Jakarta-(satujurnal.com)
Majelis Hakim Mahkamah Konstitusi (MK) menolak seluruh gugatan pasangan calon gubernur Jawa Timur, Khofifah Indar Parawansa-Herman Sumawiredja (Berkah) terhadap KPU Jawa Timur dan pasangan Petahanah Soekarwo-Syaifullah Yusuf (KarSa) dalam sidang sengketa Pilkada Jatim di ruang sidang Pleno MK, Senin (7/10/2013).

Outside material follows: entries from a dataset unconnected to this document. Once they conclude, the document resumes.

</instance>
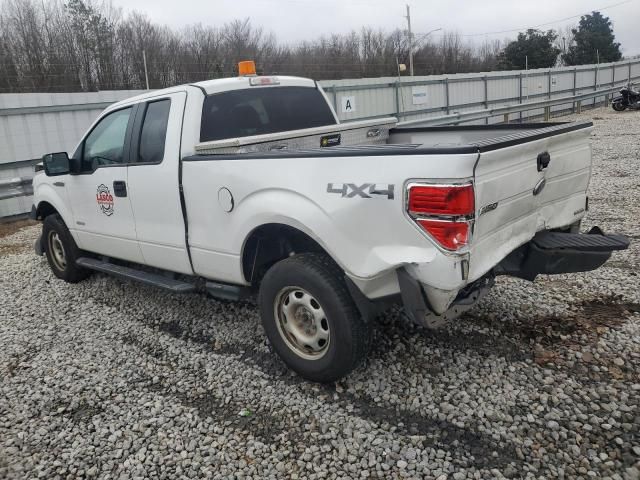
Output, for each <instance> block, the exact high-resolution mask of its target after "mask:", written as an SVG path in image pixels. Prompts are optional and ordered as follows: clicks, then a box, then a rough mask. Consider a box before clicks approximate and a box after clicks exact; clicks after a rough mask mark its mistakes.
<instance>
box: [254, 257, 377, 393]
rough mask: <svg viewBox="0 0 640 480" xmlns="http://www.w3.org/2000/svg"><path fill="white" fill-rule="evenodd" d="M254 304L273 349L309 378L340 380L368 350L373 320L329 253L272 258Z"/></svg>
mask: <svg viewBox="0 0 640 480" xmlns="http://www.w3.org/2000/svg"><path fill="white" fill-rule="evenodd" d="M258 304H259V307H260V314H261V317H262V324H263V326H264V329H265V332H266V334H267V337H268V338H269V341H270V342H271V345H272V346H273V348H274V350H275V351H276V353H277V354H278V355H279V356H280V358H282V360H283V361H284V362H285V363H286V364H287V365H288V366H289V368H291V369H292V370H294V371H295V372H297V373H298V374H299V375H300V376H301V377H304V378H306V379H307V380H312V381H314V382H323V383H324V382H332V381H335V380H338V379H340V378H341V377H343V376H345V375H346V374H348V373H349V372H351V371H352V370H353V369H354V368H355V367H356V366H357V365H358V364H359V363H360V362H361V361H362V360H364V358H365V357H366V355H367V353H368V349H369V345H370V339H371V325H369V324H368V323H367V322H365V320H364V319H363V318H362V317H361V315H360V313H359V311H358V309H357V307H356V305H355V304H354V302H353V300H352V298H351V295H350V294H349V290H348V289H347V285H346V283H345V280H344V272H342V271H341V269H340V268H339V267H338V266H337V265H336V264H335V263H334V262H333V261H332V260H331V259H330V258H329V257H328V256H327V255H323V254H318V253H303V254H300V255H294V256H292V257H289V258H287V259H285V260H281V261H280V262H278V263H276V264H275V265H274V266H273V267H271V269H270V270H269V271H268V272H267V273H266V275H265V276H264V279H263V280H262V284H261V286H260V294H259V298H258Z"/></svg>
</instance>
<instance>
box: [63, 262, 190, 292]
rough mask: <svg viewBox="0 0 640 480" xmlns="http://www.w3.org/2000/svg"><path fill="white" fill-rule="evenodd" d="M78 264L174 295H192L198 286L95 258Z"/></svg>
mask: <svg viewBox="0 0 640 480" xmlns="http://www.w3.org/2000/svg"><path fill="white" fill-rule="evenodd" d="M76 264H78V265H79V266H81V267H84V268H88V269H90V270H95V271H97V272H102V273H106V274H108V275H113V276H114V277H118V278H122V279H125V280H134V281H136V282H140V283H144V284H146V285H151V286H153V287H158V288H163V289H165V290H169V291H171V292H174V293H190V292H195V291H196V286H195V285H194V284H192V283H188V282H183V281H181V280H175V279H173V278H169V277H165V276H164V275H159V274H157V273H149V272H144V271H142V270H137V269H135V268H130V267H123V266H122V265H116V264H114V263H110V262H105V261H103V260H96V259H95V258H89V257H80V258H78V259H77V260H76Z"/></svg>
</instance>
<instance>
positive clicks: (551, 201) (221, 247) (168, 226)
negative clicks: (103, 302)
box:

Termaktub dalam amar putusan perkara Nomor 117/PHPU.D-XI/2013, menolak permohonan pasangan Berkah untuk seluruhnya. Putusan ditetapkan dalam dalam Rapat Permusyawaratan Hakim oleh delapan Hakim Konstitusi yaitu Hamdan Zoelva, selaku Ketua merangkap Anggota, Maria Farida Indrati, Anwar Usman, Muhammad Alim, Arief Hidayat, Harjono, Ahmad Fadlil Sumadi, dan Patrialis Akbar, masing-masing sebagai anggota, pada hari Kamis, 3 Oktober 2013, dan diucapkan dalam sidang pleno Mahkamah Konstitusi terbuka untuk umum pada hari Senin, 7 Oktober 2013, selesai diucapkan pukul 16.43 WIB, oleh delapan Hakim Konstitusi yaitu, Hamdan Zoelva, selaku Ketua merangkap Anggota, Maria Farida Indrati, Anwar Usman, Muhammad Alim, Arief Hidayat, Harjono, Ahmad Fadlil Sumadi, dan Patrialis Akbar, masing-masing sebagai anggota, dengan didampingi oleh Ida Ria Tambunan dan Achmad Edi Subiyanto sebagai Panitera Pengganti, serta dihadiri oleh pasangan Berkah dan kuasanya, KPU Jatim dan kuasanya, dan Pihak Terkait, KarSa dan kuasanya
Ketua Majelis Hakim Hamdan Zoelvah menggantikan posisi yang sebelumnya dipegang Akil Mochtar yang kini menjadi tahanan KPK atas dugaan kasus suap pilkada Gunung Mas, Kalimantan Tengah.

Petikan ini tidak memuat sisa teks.